Les victimes de l'ex-financier Earl Jones ont bon espoir de s'entendre avec la Banque Royale pour récupérer les sommes volées par celui qui a été reconnu coupable de fraudes totalisant plus de 50 millions de dollars.

Les anciens clients de ce criminel à cravate ont tenu une rencontre samedi à l'hôtel Holiday Inn de Pointe-Claire, dans l'ouest de Montréal, pour faire le point, un an après avoir découvert qu'ils avaient été floués. Ils ont aussi rencontré les avocats qui les représentent dans la requête pour l'autorisation de déposer un recours collectif de 40 millions contre la Banque Royale du Canada (RBC).

Selon les quelque 150 victimes, cette institution bancaire aurait fait preuve de négligence et d'aveuglement, ce qui aurait permis à Jones de commettre ses crimes financiers. La requête sera entendue le 14 juillet.

Earl Jones a écopé en février d'une sentence de 11 ans d'emprisonnement mais pourrait être libéré au sixième de sa peine, soit après 22 mois de détention.

Selon le porte-parole du Comité organisateur pour les victimes d'Earl Jones, Joey Davis, les avocats de la banque ont laissé savoir à ceux de son groupe qu'ils ne s'opposeraient pas ou ne contesteraient pas le dépôt de la requête de recours collectif.

Il qualifie d'ailleurs la relation entre les avocats des deux parties d'«étroite» et affirme qu'un dialogue ouvert s'est entamé. «Vraiment, c'est notre dernière tentative mais je suis optimiste», a-t-il répété en entrevue à La Presse Canadienne.

Son optimisme est partagé par celle qui représente les victimes dans le recours collectif, Virginia Nelles, dont la famille a perdu 1 million $. «Les échos sont bons. D'un autre côté, avec tout ce qu'on a subi cette année, j'attends d'avoir la preuve», a-t-elle nuancé. Mais Mme Nelles soutient qu'en cas de refus de la cour, les victimes iront en appel.

Bientôt sans abris?

Plusieurs des individus dépouillés ont perdu toutes leurs économies et selon le comité, six familles ont même été forcées de vendre leur maison et 11 autres risquent d'être évincées.
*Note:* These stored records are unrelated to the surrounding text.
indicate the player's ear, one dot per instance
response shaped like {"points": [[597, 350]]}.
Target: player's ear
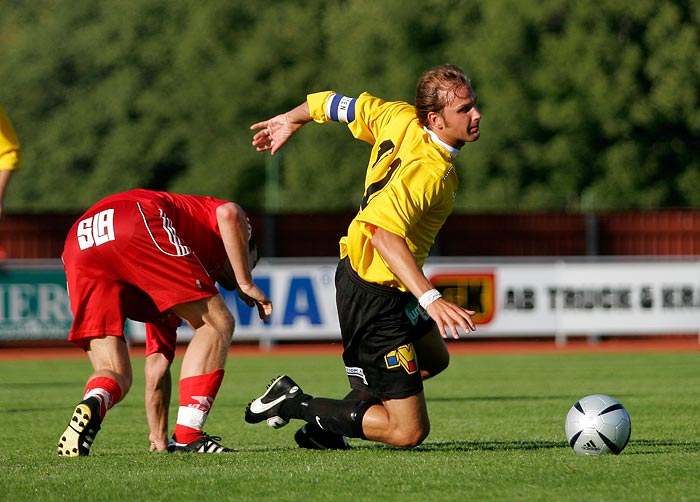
{"points": [[434, 120]]}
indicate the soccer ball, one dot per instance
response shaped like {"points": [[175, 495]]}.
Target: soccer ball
{"points": [[598, 424]]}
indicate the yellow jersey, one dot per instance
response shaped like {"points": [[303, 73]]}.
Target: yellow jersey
{"points": [[410, 182], [10, 153]]}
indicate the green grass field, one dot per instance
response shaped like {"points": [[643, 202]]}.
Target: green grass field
{"points": [[497, 434]]}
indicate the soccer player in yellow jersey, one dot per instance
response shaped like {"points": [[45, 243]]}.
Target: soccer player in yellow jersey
{"points": [[10, 155], [392, 319]]}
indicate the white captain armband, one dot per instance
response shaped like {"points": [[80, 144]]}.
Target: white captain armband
{"points": [[340, 108], [429, 297]]}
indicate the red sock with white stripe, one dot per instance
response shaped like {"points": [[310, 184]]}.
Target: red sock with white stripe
{"points": [[197, 396], [105, 389]]}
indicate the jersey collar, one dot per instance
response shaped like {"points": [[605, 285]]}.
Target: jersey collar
{"points": [[452, 150]]}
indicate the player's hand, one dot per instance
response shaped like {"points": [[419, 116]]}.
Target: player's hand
{"points": [[273, 133], [450, 318], [254, 297], [159, 442]]}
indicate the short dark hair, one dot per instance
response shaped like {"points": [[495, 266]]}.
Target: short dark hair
{"points": [[434, 88]]}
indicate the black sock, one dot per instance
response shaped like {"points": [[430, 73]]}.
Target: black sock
{"points": [[339, 416]]}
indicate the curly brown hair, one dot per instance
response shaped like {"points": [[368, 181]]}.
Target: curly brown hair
{"points": [[435, 88]]}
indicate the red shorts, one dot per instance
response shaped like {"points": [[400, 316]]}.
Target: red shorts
{"points": [[124, 259]]}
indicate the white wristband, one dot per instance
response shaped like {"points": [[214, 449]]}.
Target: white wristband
{"points": [[429, 297]]}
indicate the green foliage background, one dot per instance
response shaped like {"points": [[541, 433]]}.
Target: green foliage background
{"points": [[586, 105]]}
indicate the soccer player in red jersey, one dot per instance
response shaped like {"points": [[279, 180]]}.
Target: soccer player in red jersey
{"points": [[392, 319], [155, 257]]}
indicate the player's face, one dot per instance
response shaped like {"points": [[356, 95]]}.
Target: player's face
{"points": [[460, 118]]}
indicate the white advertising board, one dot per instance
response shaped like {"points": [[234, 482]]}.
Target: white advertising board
{"points": [[512, 297]]}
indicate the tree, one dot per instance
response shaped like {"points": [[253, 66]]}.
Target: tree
{"points": [[584, 107]]}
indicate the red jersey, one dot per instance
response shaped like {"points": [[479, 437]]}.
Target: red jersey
{"points": [[135, 255]]}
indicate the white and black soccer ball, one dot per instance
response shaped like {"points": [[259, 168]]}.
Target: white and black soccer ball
{"points": [[598, 424]]}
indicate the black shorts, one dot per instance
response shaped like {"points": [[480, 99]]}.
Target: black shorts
{"points": [[379, 325]]}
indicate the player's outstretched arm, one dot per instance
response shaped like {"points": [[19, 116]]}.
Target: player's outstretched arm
{"points": [[273, 133], [448, 316]]}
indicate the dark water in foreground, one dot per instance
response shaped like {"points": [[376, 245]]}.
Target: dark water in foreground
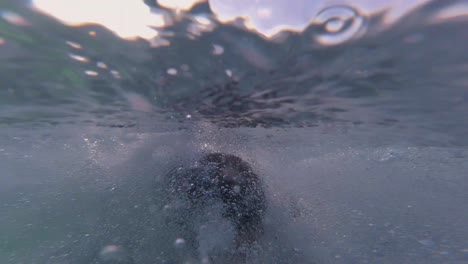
{"points": [[362, 146]]}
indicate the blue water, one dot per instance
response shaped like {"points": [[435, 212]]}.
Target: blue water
{"points": [[359, 138]]}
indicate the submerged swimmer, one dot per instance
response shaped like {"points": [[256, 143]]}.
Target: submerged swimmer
{"points": [[227, 179]]}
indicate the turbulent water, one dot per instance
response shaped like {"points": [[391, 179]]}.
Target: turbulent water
{"points": [[358, 134]]}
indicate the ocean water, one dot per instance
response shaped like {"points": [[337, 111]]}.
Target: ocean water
{"points": [[354, 116]]}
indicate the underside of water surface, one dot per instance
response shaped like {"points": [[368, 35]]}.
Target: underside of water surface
{"points": [[352, 115]]}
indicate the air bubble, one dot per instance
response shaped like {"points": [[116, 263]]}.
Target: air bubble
{"points": [[179, 243], [338, 24], [112, 253]]}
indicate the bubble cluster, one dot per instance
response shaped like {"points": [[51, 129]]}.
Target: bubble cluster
{"points": [[338, 24]]}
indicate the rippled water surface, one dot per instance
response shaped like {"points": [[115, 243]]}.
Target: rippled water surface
{"points": [[353, 114]]}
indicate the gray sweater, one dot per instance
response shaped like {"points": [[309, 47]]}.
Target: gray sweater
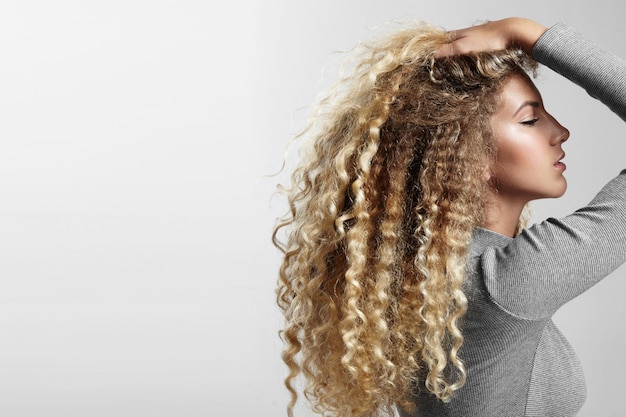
{"points": [[518, 363]]}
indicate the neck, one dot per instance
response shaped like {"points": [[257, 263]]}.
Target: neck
{"points": [[502, 213]]}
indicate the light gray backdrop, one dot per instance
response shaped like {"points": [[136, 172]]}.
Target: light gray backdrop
{"points": [[136, 139]]}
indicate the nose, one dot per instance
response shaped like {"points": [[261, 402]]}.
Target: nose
{"points": [[559, 133]]}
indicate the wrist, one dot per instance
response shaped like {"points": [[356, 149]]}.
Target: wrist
{"points": [[525, 32]]}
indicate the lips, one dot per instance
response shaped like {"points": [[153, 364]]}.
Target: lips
{"points": [[559, 164]]}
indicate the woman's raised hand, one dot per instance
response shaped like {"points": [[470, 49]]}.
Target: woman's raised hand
{"points": [[498, 34]]}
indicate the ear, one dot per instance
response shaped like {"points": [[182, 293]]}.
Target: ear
{"points": [[487, 174]]}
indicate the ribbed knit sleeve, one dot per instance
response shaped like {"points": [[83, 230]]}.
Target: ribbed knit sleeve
{"points": [[570, 54], [554, 261]]}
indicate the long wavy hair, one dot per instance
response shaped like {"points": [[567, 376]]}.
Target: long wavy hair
{"points": [[381, 213]]}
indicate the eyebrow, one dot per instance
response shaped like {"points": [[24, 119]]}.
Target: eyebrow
{"points": [[531, 103]]}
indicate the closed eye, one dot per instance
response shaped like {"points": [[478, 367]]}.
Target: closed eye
{"points": [[530, 122]]}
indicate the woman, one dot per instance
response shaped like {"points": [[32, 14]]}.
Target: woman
{"points": [[408, 279]]}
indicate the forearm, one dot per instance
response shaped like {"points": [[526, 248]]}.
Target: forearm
{"points": [[600, 73]]}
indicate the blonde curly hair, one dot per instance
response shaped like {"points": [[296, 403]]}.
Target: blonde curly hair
{"points": [[382, 210]]}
Un règlement positif avec la banque leur permettrait de récupérer les sommes perdues.

Virginia Nelles explique que ces 11 personnes ont contracté des hypothèques avec la Banque Scotia et la Banque de Montréal par le biais d'Earl Jones.

Ces deux institutions financières ont accordé une aide temporaire d'un an aux victimes pour qu'elles puissent demeurer dans leurs domiciles. Mais cette assistance tirera à sa fin au mois d'août.

Selon Mme Nelles, si une nouvelle entente n'est pas conclue avec les deux banques, cela représentera «une vrai tragédie». «Ce sont des gens qui ont 65 ans et qui ont habité dans leur maison toute leur vie, s'est indignée Virginia Nelles. Pour elles (les banques) c'est un problème qui représente peut-être 1,8 million $, ce n'est pas énorme.»

M. Davis souligne d'ailleurs que ce dossier est prioritaire pour le comité qu'il représente.

Répercussions au Canada

Danielle Manouvrier compte aussi parmi les personnes bernées par l'ex-financier. Elle se considère chanceuse d'avoir pu récupérer l'essentiel des sommes qu'elle avait confiées à l'ex-financier qui avait orchestré une «pyramide de Ponzi».

Mais elle n'en demeure pas moins outrée du comportement de l'Autorité des marchés financiers (AMF) dans cette affaire, qui, selon elle, s'en est lavé les mains. En plus de ne pas dédommager les victimes, l'AMF n'a pas déposé de plainte, déplore Mme Manouvrier. Earl Jones n'était pas inscrit auprès de cet organisme de régulation financière.

Mme Manouvrier espère par ailleurs que les partis politiques mettront de côté leurs différends pour adopter le plus rapidement possible le projet de loi contre le crime économique et celui qui vise à abolir la loi qui permet aux prisonniers de réclamer leur libération après avoir écoulé le sixième de leurs peines.

Elle déplore finalement qu'aucune loi ne protège les victimes de crimes économiques ou même d'actes criminels violents.

Mais selon Virginia Nelles et Joey Davis, cette affaire a tout de même fait son chemin jusqu'aux décideurs politiques, qui modifient lentement les lois au Canada. «En ce sens, nous avons réussi puisque nous avons obtenu l'attention des gouvernements», s'est félicité M. Davis.

«Mais nous allons continuer notre lutte pour que cela demeure important au pays de protéger les citoyens contre ce type de fraudes», a conclu Mme Nelles.